Background: The curative effects of GvL following transfer of donor-derived T cells during allogeneic stem cell transplantation (SCT) are well established. However, little is known about the nature, origin and kinetics of the anti-leukemic T-cell responses involved.
Methods: We used quantitative real-time PCR (qRT-PCR) for interferongamma mRNA production (IFN-gamma) and PR1/HLA-A*0201 tetramer staining to detect PR1-specific CD8+ T-cell activity in a donor and a patient with CML. Unbiased strand switch anchored RT-PCR was used to further characterize specific clones in PR1 sorted CD8+ T-cell populations.

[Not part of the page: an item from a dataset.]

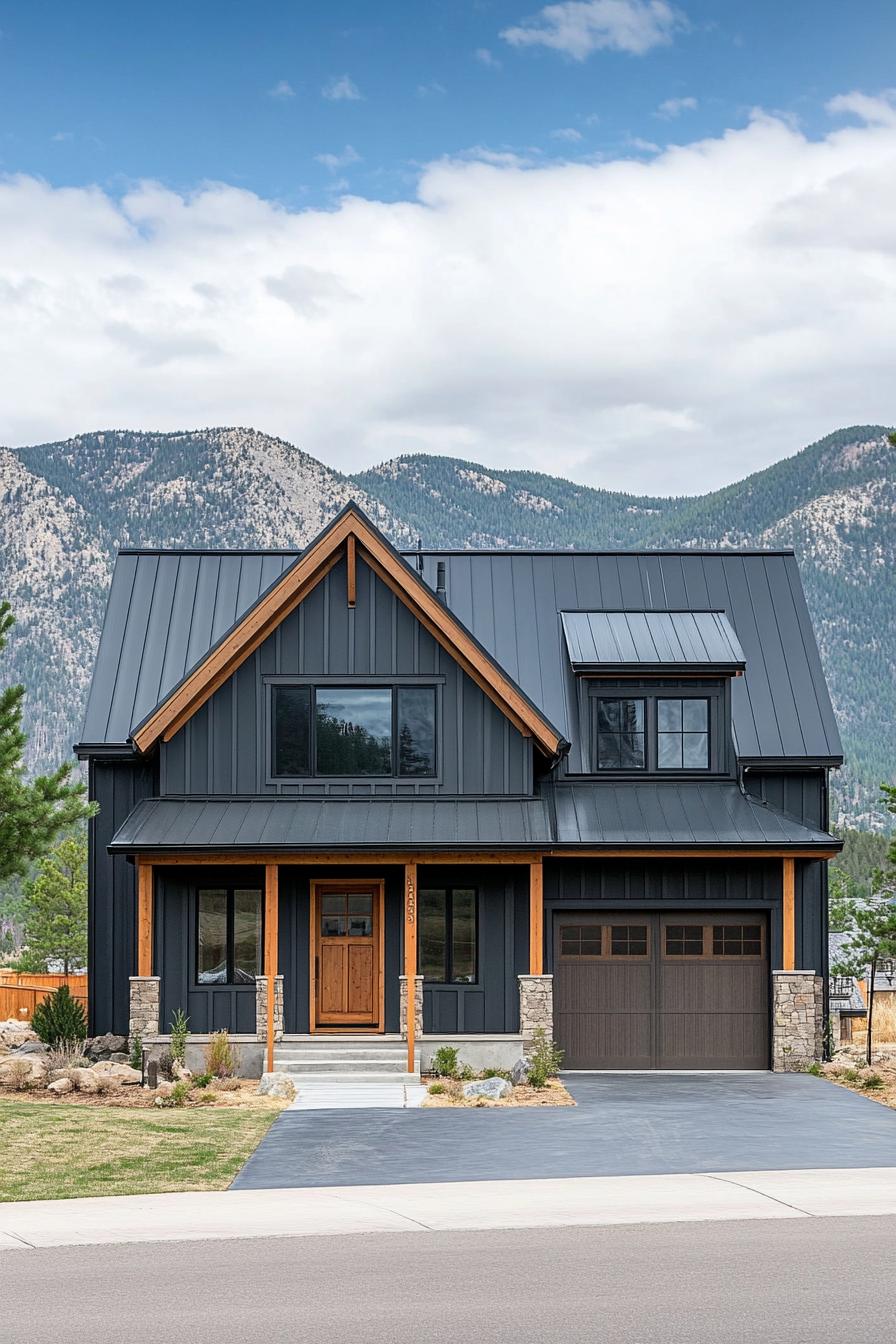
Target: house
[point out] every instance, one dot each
(462, 796)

Results: We identified PR1-specific CD8(+) T-cell clones from a donor pre-transplant, and demonstrated their transfer in the recipient's blood post-SCT using molecular tracking of Ag-specific T-cell receptors. PR1-specific CD8(+) T-cell populations were polyclonal, with a range of functional avidities for cognate Ag, and displayed predominantly effector memory phenotype early post-SCT, suggesting active stimulation in vivo. Expansion of these PR1-specific CD8(+) T-cell clones in the recipient was followed by complete remission of CML.
Discussion: This report represents the first direct demonstration that PR1-specific CD8(+) T-cell clones can be transferred during SCT, and supports the feasibility of pre-transplant vaccination strategies that aim to boost the number of anti-leukemic T cells in the graft.